Die wahre Bewährungsprobe erfolgt in Wien, wo Strache noch bei der Gemeinderatswahl 2015 vollmundig den Bürgermeister-Anspruch stellte und den (übertriebenen) Anschein eines Kopf-an-Kopf-Rennens mit Michael Häupl erweckte. Das ist vorbei. Für die nächste Gemeinderatswahl 2020 (oder 2019) gibt es noch nicht einmal einen halbwegs attraktiven Spitzenkandidaten. Es wird nicht leicht werden für die FPÖ, gegen die nach rechts gerutschte Wiener SPÖ und die dank Sebastian Kurz attraktiv gewordene Wiener ÖVP zu bestehen. Sollte die FPÖ hier reihenweise Mandate verlieren, sollten auch FPÖ-Basisfunktionäre quer durch Österreich beginnen, um ihre Mandate und Machtpositionen zu bangen, sollte die siegesgewohnte FPÖ sich plötzlich auf der Verliererstraße befinden, könnte einiges ins Rutschen kommen. Die FPÖ würde in diesem Fall beginnen, ihre Regierungsbeteiligung in Wien (und den dazugehörigen Parteichef Strache) infrage zu stellen.
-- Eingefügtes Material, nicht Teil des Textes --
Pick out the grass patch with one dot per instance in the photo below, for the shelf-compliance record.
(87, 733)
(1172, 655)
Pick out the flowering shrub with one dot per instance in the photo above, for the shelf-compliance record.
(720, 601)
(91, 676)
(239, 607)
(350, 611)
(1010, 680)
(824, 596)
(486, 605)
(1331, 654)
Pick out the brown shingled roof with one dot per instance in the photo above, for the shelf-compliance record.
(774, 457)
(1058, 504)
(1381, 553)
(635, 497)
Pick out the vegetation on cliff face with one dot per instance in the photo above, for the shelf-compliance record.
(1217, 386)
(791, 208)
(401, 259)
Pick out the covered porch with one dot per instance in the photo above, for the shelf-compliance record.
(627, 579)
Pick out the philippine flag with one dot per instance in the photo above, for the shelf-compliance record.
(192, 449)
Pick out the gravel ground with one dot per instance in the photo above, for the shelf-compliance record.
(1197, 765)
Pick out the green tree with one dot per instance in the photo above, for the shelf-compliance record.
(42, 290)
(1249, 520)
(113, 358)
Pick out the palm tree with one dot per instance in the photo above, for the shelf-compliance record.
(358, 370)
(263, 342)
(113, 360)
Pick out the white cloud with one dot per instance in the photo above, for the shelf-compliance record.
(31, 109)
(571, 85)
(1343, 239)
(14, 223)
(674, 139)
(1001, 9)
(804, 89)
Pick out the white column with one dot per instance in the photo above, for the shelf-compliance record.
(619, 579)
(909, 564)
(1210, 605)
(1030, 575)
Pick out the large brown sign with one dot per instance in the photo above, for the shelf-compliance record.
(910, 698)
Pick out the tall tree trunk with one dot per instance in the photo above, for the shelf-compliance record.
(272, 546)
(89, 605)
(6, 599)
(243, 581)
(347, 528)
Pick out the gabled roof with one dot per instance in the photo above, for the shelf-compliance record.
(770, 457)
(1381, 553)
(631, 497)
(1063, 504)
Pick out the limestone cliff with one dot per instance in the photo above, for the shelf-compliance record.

Mit der FPÖ würde auch die Regierung straucheln.
Weshalb auch klar ist, warum Innenminister Herbert Kickl desto fester im Sattel sitzt, je absurd-gefährlicher seine öffentlichen Vorschläge werden: Der Mann hat die Aufgabe, den rechten Flügel der FPÖ ruhigzustellen. Selbst wenn die Herren Kurz und Strache diesen Störenfried ablösen wollten, sie könnten es nicht: Weil in diesem Fall sofort jener Teil der blauen Basis, der sich Kickl verbunden fühlt, gegen die Parteiführung mitsamt ihrer Regierungsbeteiligung rebellieren würde.